Reaching the Other Half: Executive Function Deficits in a Community Based Sample

Friday, May 12, 2017: 5:00 PM-6:30 PM
Golden Gate Ballroom (Marriott Marquis Hotel)
A. D. Verbalis1, C. K. Kraper1, A. B. Ratto2, S. Seese1, J. L. Martucci1, J. Safer-Lichtenstein3, K. Tiplady1,4, B. J. Anthony5, L. G. Anthony1, L. Kenworthy6 and K. Hardy1, (1)Children's National Health System, Washington, DC, (2)Children's National Medical Center, Washington, DC, (3)Center for Child and Human Development, Georgetown University, Washington, DC, (4)University of Florida, Ashburn, VA, (5)University of Colorado, Denver, Aurora, CO, (6)Children's National Medical Center, Rockville, DC
Background: Most ASD research recruits individuals with prior diagnoses, limiting generalizability to families who have sought care, which is particularly problematic for low resource families (Durkin et al., 2015). Our group has previously reported on children recruited based on symptomology, rather than prior diagnosis (Kraper et al., poster at 2016 IMFAR conference), finding that while clinician observation of ASD symptoms was similar between children previously diagnosed with ASD and those who were not, parents of children without any prior diagnosis reported fewer symptoms. The current study follows up on that same group of children to report the degree that parents recognized problems with executive functioning (EF).

Objectives: To compare EF skills in children meeting criteria for ASD on the ADOS-2 with a prior ASD or comorbid ASD and ADHD diagnosis to those with a prior ADHD diagnosis or no prior diagnosis.

Methods: Families at high-poverty schools in the broader Washington, DC area were referred to participate in a comparative effectiveness trial of two school-based EF interventions. The current study uses a subsample of this population meeting criteria for ASD on the ADOS-2 for whom parents reported on prior diagnostic status. Specifically, this included 39 children (mean age=9.8 years, SD=0.79) of whom 12 had a prior ASD diagnosis, 7 had prior comorbid diagnoses of ASD and ADHD, 10 had a prior ADHD diagnosis, and 10 had no prior diagnosis. EF was measured by parent report on the BRIEF, clinician observations of skills in the classroom, and teacher report of classroom performance.

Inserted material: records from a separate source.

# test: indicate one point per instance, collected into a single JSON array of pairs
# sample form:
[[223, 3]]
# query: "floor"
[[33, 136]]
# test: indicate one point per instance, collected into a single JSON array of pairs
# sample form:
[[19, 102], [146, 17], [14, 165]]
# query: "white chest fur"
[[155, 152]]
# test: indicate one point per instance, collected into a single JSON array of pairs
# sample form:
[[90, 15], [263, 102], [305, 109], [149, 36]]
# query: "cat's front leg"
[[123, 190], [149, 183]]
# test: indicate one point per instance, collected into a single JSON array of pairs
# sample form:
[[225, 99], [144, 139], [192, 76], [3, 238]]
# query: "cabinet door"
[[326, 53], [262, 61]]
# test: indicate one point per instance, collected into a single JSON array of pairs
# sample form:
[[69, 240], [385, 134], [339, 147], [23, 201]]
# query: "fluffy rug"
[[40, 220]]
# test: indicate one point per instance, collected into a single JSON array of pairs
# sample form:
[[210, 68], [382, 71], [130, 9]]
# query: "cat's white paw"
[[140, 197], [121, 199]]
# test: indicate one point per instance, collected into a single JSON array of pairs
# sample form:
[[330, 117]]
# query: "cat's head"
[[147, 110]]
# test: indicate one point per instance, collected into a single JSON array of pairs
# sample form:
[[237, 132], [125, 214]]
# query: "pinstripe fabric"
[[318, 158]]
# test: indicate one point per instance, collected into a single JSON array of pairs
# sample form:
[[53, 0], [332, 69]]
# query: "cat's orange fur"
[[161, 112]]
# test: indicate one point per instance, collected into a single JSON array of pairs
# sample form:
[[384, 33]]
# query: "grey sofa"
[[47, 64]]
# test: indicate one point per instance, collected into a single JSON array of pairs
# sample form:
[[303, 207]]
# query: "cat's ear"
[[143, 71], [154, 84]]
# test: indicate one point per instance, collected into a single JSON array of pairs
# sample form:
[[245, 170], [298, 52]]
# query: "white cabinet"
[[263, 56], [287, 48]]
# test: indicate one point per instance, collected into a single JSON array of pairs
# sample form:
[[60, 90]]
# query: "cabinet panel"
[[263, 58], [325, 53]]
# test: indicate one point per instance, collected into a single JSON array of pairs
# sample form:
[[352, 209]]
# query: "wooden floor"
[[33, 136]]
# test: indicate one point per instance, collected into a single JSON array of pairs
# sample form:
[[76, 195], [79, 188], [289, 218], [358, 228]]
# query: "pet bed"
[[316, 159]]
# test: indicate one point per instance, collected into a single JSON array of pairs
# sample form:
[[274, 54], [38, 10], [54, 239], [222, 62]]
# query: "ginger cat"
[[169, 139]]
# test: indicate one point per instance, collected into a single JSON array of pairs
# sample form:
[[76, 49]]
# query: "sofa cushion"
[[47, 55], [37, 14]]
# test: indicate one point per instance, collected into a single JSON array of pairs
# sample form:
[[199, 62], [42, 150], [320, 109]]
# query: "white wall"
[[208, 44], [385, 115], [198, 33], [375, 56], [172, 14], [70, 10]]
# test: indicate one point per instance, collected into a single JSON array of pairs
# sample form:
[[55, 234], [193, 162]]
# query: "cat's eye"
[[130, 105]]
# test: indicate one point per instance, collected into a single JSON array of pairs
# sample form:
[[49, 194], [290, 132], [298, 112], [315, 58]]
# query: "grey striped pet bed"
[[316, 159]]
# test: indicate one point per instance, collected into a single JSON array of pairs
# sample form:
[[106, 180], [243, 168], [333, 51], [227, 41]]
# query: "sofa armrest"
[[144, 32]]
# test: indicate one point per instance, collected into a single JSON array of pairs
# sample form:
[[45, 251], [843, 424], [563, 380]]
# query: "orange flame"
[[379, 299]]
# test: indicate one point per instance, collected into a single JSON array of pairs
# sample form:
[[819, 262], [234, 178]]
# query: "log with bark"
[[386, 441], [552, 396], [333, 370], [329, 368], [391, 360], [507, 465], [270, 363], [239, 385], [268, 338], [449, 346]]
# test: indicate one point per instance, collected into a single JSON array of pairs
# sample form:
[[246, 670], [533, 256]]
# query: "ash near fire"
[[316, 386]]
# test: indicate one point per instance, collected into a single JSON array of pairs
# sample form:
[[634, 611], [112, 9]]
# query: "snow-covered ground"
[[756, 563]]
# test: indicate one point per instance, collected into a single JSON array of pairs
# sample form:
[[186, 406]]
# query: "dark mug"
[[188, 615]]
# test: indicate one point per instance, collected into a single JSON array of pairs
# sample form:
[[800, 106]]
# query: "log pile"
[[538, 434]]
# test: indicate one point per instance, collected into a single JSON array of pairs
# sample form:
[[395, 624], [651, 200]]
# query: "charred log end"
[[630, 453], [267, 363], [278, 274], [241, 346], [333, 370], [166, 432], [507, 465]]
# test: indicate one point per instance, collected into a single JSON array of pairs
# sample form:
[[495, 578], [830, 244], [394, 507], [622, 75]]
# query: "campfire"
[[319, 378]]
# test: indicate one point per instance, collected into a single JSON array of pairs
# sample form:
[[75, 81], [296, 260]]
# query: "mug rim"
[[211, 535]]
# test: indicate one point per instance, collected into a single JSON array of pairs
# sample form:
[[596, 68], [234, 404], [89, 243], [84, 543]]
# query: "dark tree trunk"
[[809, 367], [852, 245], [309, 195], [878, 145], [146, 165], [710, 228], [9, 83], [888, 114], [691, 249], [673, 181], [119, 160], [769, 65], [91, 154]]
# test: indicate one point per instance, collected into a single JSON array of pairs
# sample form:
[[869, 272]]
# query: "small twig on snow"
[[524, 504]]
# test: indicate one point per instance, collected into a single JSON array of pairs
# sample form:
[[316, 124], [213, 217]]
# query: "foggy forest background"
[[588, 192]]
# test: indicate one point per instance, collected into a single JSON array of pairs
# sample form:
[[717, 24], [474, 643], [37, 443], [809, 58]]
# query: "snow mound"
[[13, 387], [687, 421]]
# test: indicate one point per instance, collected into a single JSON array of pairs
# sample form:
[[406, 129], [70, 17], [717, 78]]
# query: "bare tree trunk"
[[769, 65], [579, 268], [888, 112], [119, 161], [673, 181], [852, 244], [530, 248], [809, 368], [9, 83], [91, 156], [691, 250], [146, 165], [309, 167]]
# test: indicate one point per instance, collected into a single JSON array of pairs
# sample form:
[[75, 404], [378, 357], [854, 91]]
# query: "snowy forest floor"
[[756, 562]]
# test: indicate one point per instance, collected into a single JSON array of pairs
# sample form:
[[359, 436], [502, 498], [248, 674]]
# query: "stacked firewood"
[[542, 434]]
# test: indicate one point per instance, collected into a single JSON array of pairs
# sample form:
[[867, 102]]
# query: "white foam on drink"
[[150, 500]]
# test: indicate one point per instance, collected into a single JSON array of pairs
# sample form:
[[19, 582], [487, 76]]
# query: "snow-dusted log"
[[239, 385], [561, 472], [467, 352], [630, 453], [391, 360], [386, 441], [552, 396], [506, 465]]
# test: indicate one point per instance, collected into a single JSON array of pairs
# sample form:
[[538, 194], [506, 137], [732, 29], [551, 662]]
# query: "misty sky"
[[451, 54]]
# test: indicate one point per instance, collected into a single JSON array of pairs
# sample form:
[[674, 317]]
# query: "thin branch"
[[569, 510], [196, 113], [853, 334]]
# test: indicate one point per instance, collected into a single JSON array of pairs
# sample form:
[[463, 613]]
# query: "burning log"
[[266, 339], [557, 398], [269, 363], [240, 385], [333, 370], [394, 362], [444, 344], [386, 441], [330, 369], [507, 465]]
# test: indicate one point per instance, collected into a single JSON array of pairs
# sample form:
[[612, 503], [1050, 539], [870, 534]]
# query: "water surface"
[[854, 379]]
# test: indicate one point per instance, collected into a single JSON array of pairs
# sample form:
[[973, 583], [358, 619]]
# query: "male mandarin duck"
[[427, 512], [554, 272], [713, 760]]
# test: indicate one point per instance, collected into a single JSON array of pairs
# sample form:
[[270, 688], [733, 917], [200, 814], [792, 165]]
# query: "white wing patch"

Results: Clinician Comparison Score rating of social communication and restricted interests/repetitive behaviors on the ADOS-2 did not differ between the four groups (F3,35=1.67, p>.05). The groups also did not differ on age, Full Scale IQ, family income, or child’s ethno-racial category. Parent-reported level of EF problems on the BRIEF differed significantly between groups (F3,35=8.443, p<.01). Post-hoc comparisons showed children with prior comorbid diagnoses had significantly higher levels of parent-reported EF problems than children with a prior ASD diagnosis (Sheffe’s p=.004) or no prior diagnosis (Sheffe’s p=.002). The children with a prior ADHD diagnosis had significantly higher levels of parent-reported EF problems than children with no prior diagnosis (Sheffe’s p=.047). Despite differences in parent report of EF problems, there were no differences in clinician observations of classroom behaviors (F3,35=.365, p>.05) nor in teacher report of classroom performance (F3,24 =.665, p>.05).

Conclusions: Greater levels of EF problems were reported by parents of children with prior comorbid diagnoses of ASD and ADHD or a prior ADHD diagnosis, suggesting that parent-report of EF problems resulted in a diagnosis of ADHD, either alone or in combination with ASD. In contrast, blind observations of classroom behaviors and teacher report of concerns were similar, indicating comparable functional impairment from EF problems at school across groups. This suggests the importance of multiple methods of gathering information for accurate diagnosis (e.g., parent-report, teacher-report, observations). Further research should continue exploring factors related to difficulty accessing specialized ASD assessment and methods to identify children most likely to require those assessments.